When the Arcturus trial began, less than 15% of the eligible Vietnamese population had received even a single shot of a COVID-19 vaccine. Now the figure is 80%, which raises the question of how the vaccine will perform in the vast majority of people who have already been vaccinated or naturally exposed to SARS-CoV-2. Arcturus hopes to soon launch a 2400-person trial to assess its value as a booster shot. This trial will aim to show that the vaccine boosts antibody responses that other studies have shown correlate with protection—though no new COVID-19 vaccine has yet received authorization from strict U.S. or Europe regulators based on “immunobridging” data.

Pfizer-BioNTech and Moderna have received intense criticism for not quickly sharing their manufacturing skills and intellectual property with developing countries, which have had relatively little access to their mRNA vaccines.
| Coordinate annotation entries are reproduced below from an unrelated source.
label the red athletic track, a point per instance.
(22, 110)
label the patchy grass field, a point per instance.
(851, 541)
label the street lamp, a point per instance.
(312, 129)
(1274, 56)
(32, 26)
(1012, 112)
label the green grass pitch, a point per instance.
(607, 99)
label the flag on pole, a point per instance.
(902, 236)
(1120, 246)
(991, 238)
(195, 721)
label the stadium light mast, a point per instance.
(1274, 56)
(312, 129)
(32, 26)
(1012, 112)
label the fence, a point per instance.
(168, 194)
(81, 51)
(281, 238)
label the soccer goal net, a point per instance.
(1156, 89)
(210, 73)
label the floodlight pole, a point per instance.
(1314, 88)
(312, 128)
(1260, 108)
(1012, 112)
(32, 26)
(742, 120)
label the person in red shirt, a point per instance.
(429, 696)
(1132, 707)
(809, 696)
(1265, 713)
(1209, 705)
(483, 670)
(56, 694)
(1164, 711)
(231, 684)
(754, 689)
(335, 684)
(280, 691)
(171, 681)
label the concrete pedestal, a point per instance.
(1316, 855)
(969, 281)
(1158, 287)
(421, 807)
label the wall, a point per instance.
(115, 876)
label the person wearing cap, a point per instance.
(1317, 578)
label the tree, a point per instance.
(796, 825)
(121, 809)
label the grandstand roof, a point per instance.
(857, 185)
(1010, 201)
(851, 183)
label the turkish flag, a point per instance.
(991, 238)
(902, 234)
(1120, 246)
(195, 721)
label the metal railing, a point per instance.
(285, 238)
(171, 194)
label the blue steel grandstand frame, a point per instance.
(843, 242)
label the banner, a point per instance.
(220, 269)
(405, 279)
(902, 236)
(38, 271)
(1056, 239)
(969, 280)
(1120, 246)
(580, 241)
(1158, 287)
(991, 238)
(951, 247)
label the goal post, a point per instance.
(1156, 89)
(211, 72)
Arcturus, in contrast, in August 2021 agreed to a technology transfer deal with Vinobiocare, which is building a plant in Hanoi to manufacture the vaccine.

But with much of the world vaccinated, the Arcturus vaccine may be making its debut too late, at least for primary vaccination. Chivukula is confident it will find a market in countries that have far lower vaccination rates than Vietnam and stresses it will be at “a price point that everyone can afford.”